26/05/2010 em Imobiliário
O último setor habitacional na região central de Brasília gerou grande expectativas para as pessoas que desejam morar bem no Plano Piloto. Lançado com o objetivo de ser o primeiro bairro ecológico do país, o Setor Noroeste começa a sair do papel e a se tornar realidade. Todos os empreendimentos disponíveis na região devem garantir que os aspectos de concepção ofereçam uma certificação de empreendimento sustentável, com baixo nível de impacto ambiental e conservação de energia, água e recursos naturais.
O Noroeste ocupa 821 hectares, sendo que a área a ser construída será de apenas 28,6% do total. Serão aproximadamente 15 mil imóveis ofertados pelas empresas que começam a disponibilizar as unidades. A previsão é de que, ao final das obras, o Noroeste comporte cerca de 40 mil moradores em 20 quadras comerciais e 220 blocos. Por ser o último setor disponível no Plano Piloto, os imóveis se valorizaram muito e agora o bairro tem o metro quadrado mais caro do DF. Porém, esse fator não impediu o sucesso de vendas dos principais empreendimentos lançados no bairro.

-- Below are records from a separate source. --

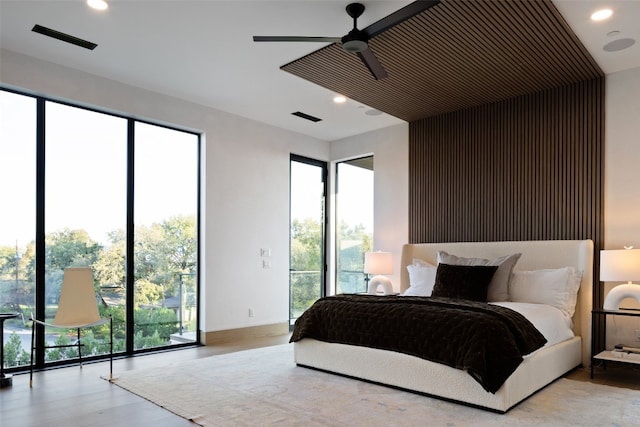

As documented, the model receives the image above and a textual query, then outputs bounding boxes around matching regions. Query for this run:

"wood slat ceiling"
[281,0,604,121]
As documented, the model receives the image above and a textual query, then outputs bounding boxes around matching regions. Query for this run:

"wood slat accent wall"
[409,77,605,348]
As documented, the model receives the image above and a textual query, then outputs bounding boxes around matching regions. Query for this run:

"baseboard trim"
[200,322,289,345]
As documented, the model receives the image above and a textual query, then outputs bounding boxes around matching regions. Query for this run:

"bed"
[293,240,593,413]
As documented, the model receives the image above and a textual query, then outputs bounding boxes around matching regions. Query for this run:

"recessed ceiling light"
[87,0,109,10]
[602,39,636,52]
[591,9,613,21]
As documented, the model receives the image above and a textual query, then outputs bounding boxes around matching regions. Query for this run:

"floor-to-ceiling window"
[44,101,127,362]
[0,91,37,367]
[336,156,373,293]
[0,90,200,367]
[134,123,198,349]
[289,155,327,322]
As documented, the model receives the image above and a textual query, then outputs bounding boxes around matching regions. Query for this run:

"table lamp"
[600,247,640,310]
[364,251,393,295]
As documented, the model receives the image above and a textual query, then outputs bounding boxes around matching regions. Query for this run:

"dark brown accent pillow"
[431,263,498,302]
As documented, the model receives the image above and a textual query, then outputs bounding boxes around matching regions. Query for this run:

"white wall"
[596,68,640,347]
[331,123,409,291]
[0,50,330,332]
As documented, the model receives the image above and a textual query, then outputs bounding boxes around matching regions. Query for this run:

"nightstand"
[591,309,640,378]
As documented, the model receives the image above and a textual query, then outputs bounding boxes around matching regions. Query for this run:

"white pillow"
[509,267,582,317]
[402,259,436,297]
[438,251,522,301]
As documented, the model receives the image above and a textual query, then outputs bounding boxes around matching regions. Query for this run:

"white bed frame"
[294,240,593,413]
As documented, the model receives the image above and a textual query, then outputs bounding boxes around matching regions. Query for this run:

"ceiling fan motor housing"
[342,29,369,52]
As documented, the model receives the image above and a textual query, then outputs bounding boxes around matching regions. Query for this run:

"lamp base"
[0,374,13,388]
[367,275,393,295]
[602,283,640,310]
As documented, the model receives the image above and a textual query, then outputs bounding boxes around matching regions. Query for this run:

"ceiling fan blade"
[253,36,341,43]
[362,0,440,38]
[358,48,389,80]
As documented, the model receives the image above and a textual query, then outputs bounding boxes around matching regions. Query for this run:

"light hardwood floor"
[0,335,640,427]
[0,335,289,427]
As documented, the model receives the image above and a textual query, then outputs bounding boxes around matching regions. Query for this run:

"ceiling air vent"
[31,24,98,50]
[291,111,322,123]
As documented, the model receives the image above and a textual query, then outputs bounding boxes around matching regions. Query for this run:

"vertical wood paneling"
[409,77,604,349]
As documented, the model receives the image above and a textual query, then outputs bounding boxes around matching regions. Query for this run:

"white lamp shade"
[364,251,393,274]
[600,249,640,282]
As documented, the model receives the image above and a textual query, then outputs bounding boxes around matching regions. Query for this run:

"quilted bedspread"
[291,295,546,393]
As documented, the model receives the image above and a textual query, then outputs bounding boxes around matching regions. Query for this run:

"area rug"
[109,344,640,427]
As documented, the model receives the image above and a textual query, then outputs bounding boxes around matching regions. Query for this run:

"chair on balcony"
[29,267,113,387]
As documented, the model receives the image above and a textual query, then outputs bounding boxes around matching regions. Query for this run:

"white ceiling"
[0,0,640,141]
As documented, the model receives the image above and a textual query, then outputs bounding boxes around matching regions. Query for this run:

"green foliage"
[135,307,178,345]
[134,279,164,307]
[45,228,102,271]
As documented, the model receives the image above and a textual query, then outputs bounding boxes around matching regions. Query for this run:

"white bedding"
[294,240,593,413]
[490,301,575,347]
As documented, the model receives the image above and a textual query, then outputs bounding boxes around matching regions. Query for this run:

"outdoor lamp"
[600,247,640,310]
[364,251,393,295]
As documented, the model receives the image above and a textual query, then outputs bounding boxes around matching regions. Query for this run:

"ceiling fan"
[253,0,440,80]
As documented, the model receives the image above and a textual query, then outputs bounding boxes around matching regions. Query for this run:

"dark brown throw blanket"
[291,295,546,393]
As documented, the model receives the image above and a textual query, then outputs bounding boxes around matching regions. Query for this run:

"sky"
[0,91,373,250]
[0,91,197,250]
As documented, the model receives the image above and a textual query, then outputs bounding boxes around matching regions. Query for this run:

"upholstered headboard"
[400,240,593,366]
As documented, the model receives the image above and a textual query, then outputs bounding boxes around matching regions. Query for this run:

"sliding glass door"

O presidente da Cooperativa Habitacional dos Servidores do Senado Federal (Coopersefe), José Afonso Jácomo do Couto, acredita que, além do fator da falta de terreno, a valorização só foi possível por causa do investimento das empresas no setor e da facilidade de crédito. "O Noroeste oferece muitas oportunidades, tanto para as empresas quanto para os trabalhadores, que terão mais postos de emprego no setor da construção civil. Isso movimenta toda a economia da cidade", diz.
Em respeito ao meio ambiente e com destaque para a segurança, na maioria dos edifícios parte da energia consumida pelos moradores será proveniente da energia solar, que irá colaborar com o aproveitamento dos recursos naturais e captação de água para irrigação.